Parents run into this when disciplining their children, as the heavenly Father does when he trains his. Job, for example, didn’t feel God loved him. Jesus, crying out “Why have you forsaken me?” apparently didn’t feel loved in that moment either.
Jesus actually tells us pretty plainly how to love our neighbor: as yourself. On the one hand, this makes for an easy solution, since no one ever hated his own flesh, but nourishes and cherishes it (Eph 5:29). Fundamentally, self-love is self-preserving. And that’s not a bad thing. Self-destruction is a bad thing. Hatred causes us to destroy what we hate, love compels us to preserve and protect what we love.
Love saves. Love sacrifices to save. Love dies to save. Preservation and protection is not only good, it is godly, it is Christlike. What does Jesus do if not preserve and protect us? His very name means Savior.
Yet sometimes He does not save those he saves.
When Jesus predicted Peter’s gruesome death, he was also telling Peter he wouldn’t protect him from it. Jesus stood to witness the stoning of Stephen, but refused to lift a finger to stop the rocks from bashing in his head. Jesus is able to both save his own and allow their heads to be severed from their necks. How can this be?
Jesus not only understands the distinction between short-term preservation and long-term preservation, he modeled it. He endured the cross, hardly an act of physical self-preservation, despising the shame, hardly an act of emotional self-preservation. But he did so knowing that losing his life would mean gaining a new one, joyful, glorious, and eternal, seated at the right hand of the Father.
Jesus is sometimes committed to short-term salvation (as, for instance, on the stormy sea), but he is always committed to long-term salvation (John 6:39). When Jesus refuses to protect his loved ones in the short term, we aren’t to conclude his love has waned or failed, we are to conclude that in love he is using the misery of short term non-protection to fashion the glories of a long-term salvation.
if [we are] children, then heirs—heirs of God and fellow heirs with Christ, provided we suffer with him in order that we may also be glorified with him.Romans 8:17
this light momentary affliction [that Jesus could save us from but doesn’t] is preparing for us an eternal weight of glory beyond all comparison2 Corinthians 4:17
Jesus urges us to be ready to sacrifice short-term protection in favor of long-term preservation:
Whoever loves his life loses it, and whoever hates his life in this world will keep it for eternal life.John 12:25
If someone loves his life in this world, he will strive to keep it, but in the long-term he’ll lose it for eternity. Hating your life is destroying it, but Jesus says that’s the path to long-term preservation.
When God’s elect refuse to love themselves in a short-term, self-preserving way by abandoning Christ, they end up conquering Satan:
…they have conquered [Satan] by the blood of the Lamb and by the word of their testimony, for they loved not their lives even unto death.Revelation 12:11
Those who love their lives and avoid death by distancing themselves from Christ won’t conquer Satan, Satan will conquer them. Preserving yourself in a way that ultimately gets you conquered by Satan is, to be blunt, a bad, unloving plan.

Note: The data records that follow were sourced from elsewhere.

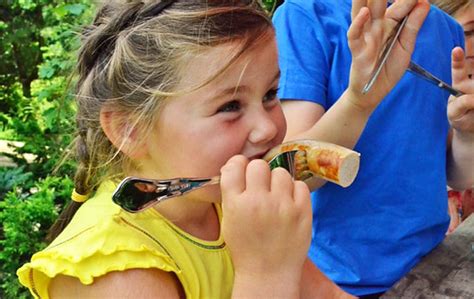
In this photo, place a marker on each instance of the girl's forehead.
(220, 63)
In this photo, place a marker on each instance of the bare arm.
(460, 159)
(314, 284)
(134, 283)
(372, 22)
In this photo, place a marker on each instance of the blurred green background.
(38, 41)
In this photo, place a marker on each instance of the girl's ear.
(120, 132)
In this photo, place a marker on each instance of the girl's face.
(236, 113)
(465, 17)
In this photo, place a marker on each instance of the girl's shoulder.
(100, 239)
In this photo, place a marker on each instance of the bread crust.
(329, 161)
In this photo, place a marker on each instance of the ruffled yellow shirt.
(102, 238)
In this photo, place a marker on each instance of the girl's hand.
(461, 109)
(266, 221)
(372, 24)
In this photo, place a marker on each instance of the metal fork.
(135, 194)
(422, 73)
(412, 67)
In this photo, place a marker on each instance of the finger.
(282, 182)
(415, 20)
(460, 106)
(355, 34)
(459, 66)
(258, 176)
(302, 195)
(233, 176)
(377, 9)
(357, 5)
(400, 9)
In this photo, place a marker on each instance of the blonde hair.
(131, 59)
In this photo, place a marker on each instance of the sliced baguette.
(329, 161)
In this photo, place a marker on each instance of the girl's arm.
(372, 22)
(134, 283)
(460, 159)
(266, 225)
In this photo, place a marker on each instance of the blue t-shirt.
(367, 236)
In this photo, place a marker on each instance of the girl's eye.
(271, 95)
(469, 33)
(232, 106)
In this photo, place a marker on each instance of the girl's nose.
(264, 127)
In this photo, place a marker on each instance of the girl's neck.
(198, 219)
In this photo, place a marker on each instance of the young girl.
(188, 89)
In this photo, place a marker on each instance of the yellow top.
(102, 238)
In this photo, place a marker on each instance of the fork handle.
(424, 74)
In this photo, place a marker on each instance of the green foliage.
(26, 214)
(38, 39)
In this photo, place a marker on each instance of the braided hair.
(131, 59)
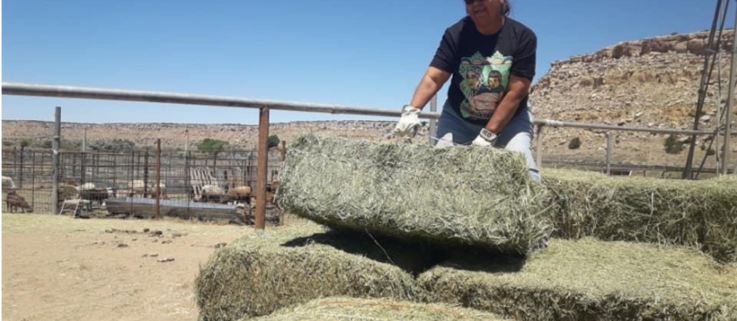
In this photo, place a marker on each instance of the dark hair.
(506, 8)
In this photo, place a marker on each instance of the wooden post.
(33, 179)
(55, 161)
(145, 173)
(730, 106)
(158, 176)
(283, 150)
(263, 162)
(83, 178)
(539, 146)
(608, 154)
(433, 122)
(20, 168)
(187, 180)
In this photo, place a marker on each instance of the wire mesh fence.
(99, 177)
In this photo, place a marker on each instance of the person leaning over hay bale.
(492, 60)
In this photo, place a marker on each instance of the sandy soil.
(58, 268)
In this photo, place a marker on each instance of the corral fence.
(264, 106)
(129, 174)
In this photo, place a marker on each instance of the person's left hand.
(485, 138)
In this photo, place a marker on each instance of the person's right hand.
(409, 124)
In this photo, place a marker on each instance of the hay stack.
(591, 280)
(692, 213)
(456, 195)
(261, 273)
(349, 309)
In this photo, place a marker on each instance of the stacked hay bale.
(458, 195)
(417, 224)
(591, 280)
(350, 309)
(691, 213)
(261, 273)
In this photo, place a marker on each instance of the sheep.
(86, 187)
(240, 193)
(212, 192)
(14, 201)
(7, 182)
(162, 189)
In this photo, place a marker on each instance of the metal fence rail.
(20, 89)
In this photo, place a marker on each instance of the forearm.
(505, 111)
(429, 85)
(516, 92)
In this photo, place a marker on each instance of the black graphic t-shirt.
(481, 65)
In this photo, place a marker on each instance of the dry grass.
(691, 213)
(350, 309)
(591, 280)
(456, 195)
(261, 273)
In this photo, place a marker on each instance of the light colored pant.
(517, 136)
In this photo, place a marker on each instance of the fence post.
(33, 179)
(283, 150)
(20, 169)
(158, 176)
(262, 171)
(83, 170)
(145, 174)
(539, 135)
(433, 122)
(15, 160)
(187, 180)
(608, 154)
(55, 161)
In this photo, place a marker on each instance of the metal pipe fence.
(9, 88)
(98, 176)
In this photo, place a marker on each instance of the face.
(484, 11)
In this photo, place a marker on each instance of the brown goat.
(14, 201)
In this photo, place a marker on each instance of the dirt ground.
(58, 268)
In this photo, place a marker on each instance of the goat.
(13, 201)
(237, 194)
(7, 182)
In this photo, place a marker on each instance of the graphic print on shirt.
(484, 83)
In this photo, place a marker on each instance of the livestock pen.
(98, 176)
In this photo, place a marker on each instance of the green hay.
(456, 195)
(591, 280)
(350, 309)
(261, 273)
(692, 213)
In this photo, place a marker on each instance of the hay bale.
(457, 195)
(692, 213)
(350, 309)
(591, 280)
(261, 273)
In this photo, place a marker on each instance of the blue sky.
(363, 53)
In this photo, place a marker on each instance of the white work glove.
(409, 124)
(485, 138)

Let’s apply this to neighbor loving. We can love our neighbor’s life by striving to protect it from any and all short-term harm. That’s intuitive, instinctive, the fruits are immediate, and any costs are pushed down the road. But better to love our neighbor’s life by helping protect him from long-term harm, even though this may mean we refuse to protect him from all short-term harms.

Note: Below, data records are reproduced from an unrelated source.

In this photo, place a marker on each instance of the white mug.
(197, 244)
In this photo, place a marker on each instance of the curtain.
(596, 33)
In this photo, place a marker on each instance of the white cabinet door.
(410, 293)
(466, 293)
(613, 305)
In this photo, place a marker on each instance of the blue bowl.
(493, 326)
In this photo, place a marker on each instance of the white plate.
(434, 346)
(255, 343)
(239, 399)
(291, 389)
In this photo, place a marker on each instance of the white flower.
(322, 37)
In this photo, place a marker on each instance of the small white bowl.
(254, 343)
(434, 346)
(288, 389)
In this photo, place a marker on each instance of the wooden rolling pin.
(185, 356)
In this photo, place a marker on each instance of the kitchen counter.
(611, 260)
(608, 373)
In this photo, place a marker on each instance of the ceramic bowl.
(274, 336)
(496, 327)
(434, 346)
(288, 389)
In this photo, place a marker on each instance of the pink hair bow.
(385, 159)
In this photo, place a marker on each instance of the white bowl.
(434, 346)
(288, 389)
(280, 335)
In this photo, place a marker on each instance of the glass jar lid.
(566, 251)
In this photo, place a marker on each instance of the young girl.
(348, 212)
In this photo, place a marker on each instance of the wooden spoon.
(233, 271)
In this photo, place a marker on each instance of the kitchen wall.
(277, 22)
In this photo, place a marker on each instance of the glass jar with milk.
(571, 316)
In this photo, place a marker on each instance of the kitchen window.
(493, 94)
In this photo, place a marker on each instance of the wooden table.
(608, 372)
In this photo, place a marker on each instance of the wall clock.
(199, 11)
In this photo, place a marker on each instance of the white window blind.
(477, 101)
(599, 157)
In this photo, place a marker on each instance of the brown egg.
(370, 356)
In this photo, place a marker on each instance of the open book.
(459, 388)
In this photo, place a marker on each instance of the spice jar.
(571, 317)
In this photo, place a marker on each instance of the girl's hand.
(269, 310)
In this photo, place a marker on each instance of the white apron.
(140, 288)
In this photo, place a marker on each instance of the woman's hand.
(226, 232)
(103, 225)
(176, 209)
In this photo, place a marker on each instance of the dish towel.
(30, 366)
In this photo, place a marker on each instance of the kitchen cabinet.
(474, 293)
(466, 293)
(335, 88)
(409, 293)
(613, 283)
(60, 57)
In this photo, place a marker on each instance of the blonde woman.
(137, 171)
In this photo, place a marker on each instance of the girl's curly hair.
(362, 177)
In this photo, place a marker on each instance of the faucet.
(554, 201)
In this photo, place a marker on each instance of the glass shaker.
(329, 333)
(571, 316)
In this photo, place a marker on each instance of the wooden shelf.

When most Christians today say “Love your neighbor as yourself,” they’re laser focused on Covid, an immediate, short-term threat to our neighbor’s safety, just as it is to our own. How then do we lovingly protect our neighbor in the short term?

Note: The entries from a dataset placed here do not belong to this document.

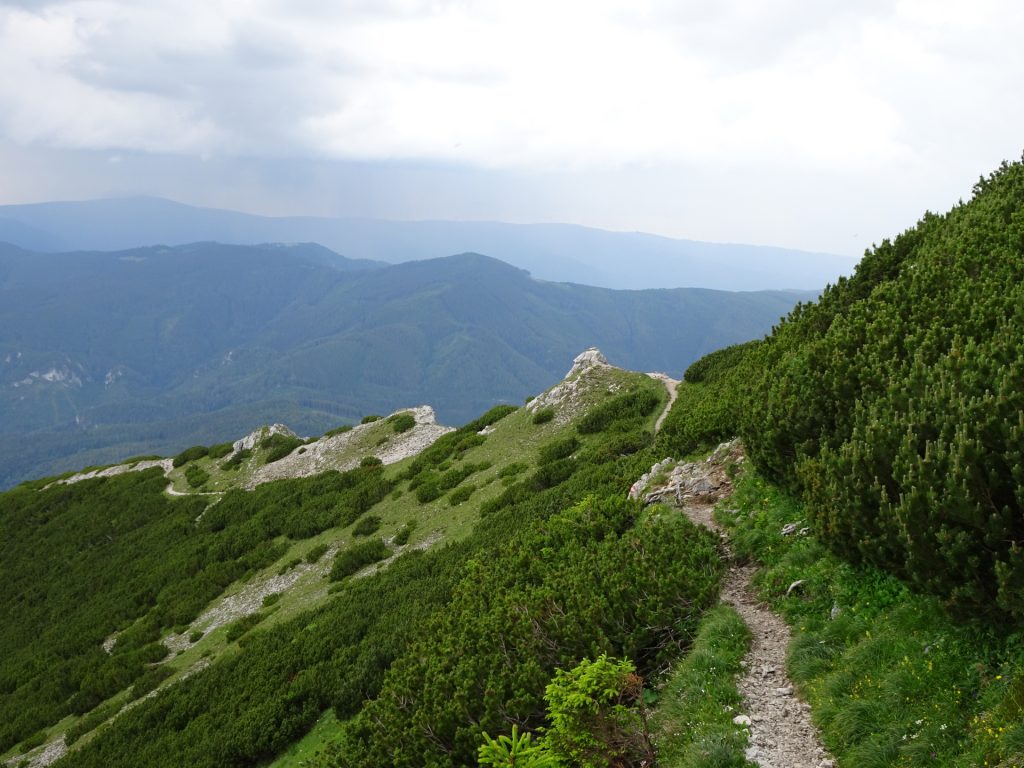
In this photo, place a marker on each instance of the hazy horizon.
(811, 126)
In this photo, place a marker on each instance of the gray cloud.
(796, 123)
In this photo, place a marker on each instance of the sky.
(813, 124)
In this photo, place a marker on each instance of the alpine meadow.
(586, 580)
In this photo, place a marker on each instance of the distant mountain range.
(552, 252)
(105, 354)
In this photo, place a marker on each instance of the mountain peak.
(588, 358)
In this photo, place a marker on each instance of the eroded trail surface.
(779, 724)
(672, 385)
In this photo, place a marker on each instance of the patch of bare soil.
(781, 734)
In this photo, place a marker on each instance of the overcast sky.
(801, 123)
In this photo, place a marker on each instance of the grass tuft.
(692, 723)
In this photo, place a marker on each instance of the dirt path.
(780, 728)
(672, 385)
(781, 732)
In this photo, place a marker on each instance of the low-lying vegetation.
(892, 678)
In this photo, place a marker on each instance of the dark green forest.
(209, 340)
(464, 637)
(889, 415)
(894, 404)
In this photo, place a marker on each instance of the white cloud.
(584, 84)
(896, 103)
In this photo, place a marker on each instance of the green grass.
(692, 722)
(892, 679)
(310, 747)
(511, 449)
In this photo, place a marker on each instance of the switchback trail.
(781, 734)
(672, 385)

The answer to this varies, but it’s neatly summed up in two mottos: First, the orphan child of the dearly departed “Fifteen days to flatten the curve,” is “Stop the spread.” It is assumed we love our neighbor when we observe lockdowns and distancing, engage in contact tracing and wearing masks. This is, after all, how we stop the spread.
The second motto, younger cousin to “We’re in this together,” is “Stay safe.” This means not only helping our neighbor to actually be safe, but to feel safe. Preserve and protect both body and feelings.
On the one hand, this is all fine and dandy, so far as it goes. Even if a person has a common cold it’s not terribly loving to run to your neighbor’s house just to cough in your hand and shake his. On the other hand, if his house is burning down, it’s infinitely better in the short term to run inside and drag him out, even if you’re simultaneously hacking and sneezing directly in his face. He’ll probably get over the cold much quicker than the incineration.
And this is where we find ourselves. Our national house is burning down. Some may not consider the fire to be of much concern, a mere flicker coming from under the couch, but let’s be honest: there’s smoke coming from almost every room in the house. But Covid itself, though a real problem, isn’t why the couch is burning. It’s burning because of how we’re fighting it. I want to be very clear: I’m not referring here to the methods that are being used to fight it, I’m referring to the fact that we’re now requiring the use of those methods and punishing those who don’t.
That, as they say in the merry old land of Oz, is a horse of a different color.
On their own, and coming from a heart of good will, the anti-Covid methods are fine and anyone who wants to employ them is quite free to do so. But when the methods become compulsory, and the non-compliant are threatened with fines or jail, the methods become something more than tools to stop the spread. They become tools to force certain behavior from free citizens. What’s more, the one doing the coercion is demanding that I, a minister of the Gospel, act as an enforcer of his rules in the house of worship. For the record, I won’t do it. I love my neighbor too much, and you should too.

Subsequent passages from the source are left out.